Feminist Political Ecology Selected Resources

Description: 
The Consortium on Gender, Security and Human Rights created this bibliography to provide a guide to the academic literature using the theoretical framework of Feminist Political Ecology (FPE).
 
FPE is devoted to “understanding and addressing the dynamics of gender in relation to the natural environment and in the context of natural resource-based livelihoods” (Elmhirst 2015). It explores the “gender dimensions of key questions around the politics of environmental degradation and conservation, the neoliberalization of nature and ongoing rounds of accumulation, enclosure and dispossession associated with each of these” (Elmhirst 2015). As such, it is an approach to the natural environment that is centrally concerned with power relations, including, especially, gendered power relations.
 
This bibliography has three sections. The first contains the literature that introduces the FPE approach, defines it, and explores what the framework has to offer. The second contains the studies that have deployed an FPE approach in order to study a particular place, resource or dynamic.
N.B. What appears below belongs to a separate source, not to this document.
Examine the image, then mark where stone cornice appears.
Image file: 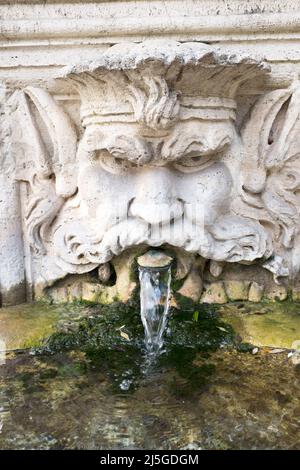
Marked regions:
[0,12,300,43]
These case studies range from women’s participation in Malawi’s water governance, to women’s experiences of small-scale solar energy projects in the USA and Mexico, to the relationship between women’s roles and attitudes towards tigers and their reintroduction in Rajasthan, India, and cover many more diverse places and practices as well. The third section contains a sample of the literature that does not explicitly define itself as FPE, but which is similarly concerned with the gender dimensions of questions about the politics of humanity’s relationship with nature. This literature in this third section explores one of the aspects of an FPE approach not always privileged in the case studies: a concern with how economies and societies might be “structured differently to prioritize equity, ecological and political sustainability, and interspecies or ecosystemic well-being” (Perkins 2021). This third section can thus be thought of as more focused on solutions, what could be, in contrast to the second section’s focus on offering fine-grained analyses of the gendered dimensions of the problem, the what is.
 
The Consortium has created a series of bibliographic resources devoted to feminist approaches climate and environment issues. In addition to this one, others include “The Climate Crisis: Gendered Impacts, Women’s Agency, and Feminist Analyses,” “Feminist Engagements with Green New Deals,” “Food Security, Gender and the Climate Crisis,” “Masculinities, the Environment, and Technological ‘Solutions’ to the Climate Crisis,” Migration, Gender and the Climate Crisis,” “Ecofeminism” and “Environmental Disasters: Gendered Impacts and Responses.” There is some overlap between this bibliography, especially the third section, and some of the others listed here, given the shared concerns many of these fields have with how societies and economies could be organized differently in order to address ecological crises.
 
Consortium interns Josie Abugov, Lauren Nishimuta and Isabelle Scarborough undertook the principal research for this bibliography, with additional contributions from Consortium staff members. Entries include citations and, insofar as possible, abstracts or summaries. If you are familiar with resources that you think should be included in the next draft of this bibliography and/or in the Consortium’s Research Hub, please send us the citation, and, if possible, the PDF. Resources can be submitted through our website at: http://genderandsecurity.org/projects-resources/bibliographic-resources.
 
This bibliography was created by the Consortium on Gender, Security and Human Rights, as part of our Feminist Roadmap for Sustainable Peace and Planet (FRSPP) project. The FRSPP focuses on the transnational economic actors and processes that tend to deepen the inequalities that underlie armed conflicts and to undermine the prospects for peace that is both politically and environmentally sustainable. Its goal is to provide: forward-looking expert knowledge of those processes; analyses of their impacts on gender relations and other structural inequalities underlying armed conflicts; and recommendations for how to engage and modify those processes to be more supportive of the societal transformations critical to building gender-equitable, sustainable peace. Topics addressed in the FRSPP include, inter alia: the economic recovery policy prescriptions of international financial institutions; extractive industries and natural resource policy; land rights, large scale land acquisition and land grabbing; infrastructure reconstruction; and climate disruption.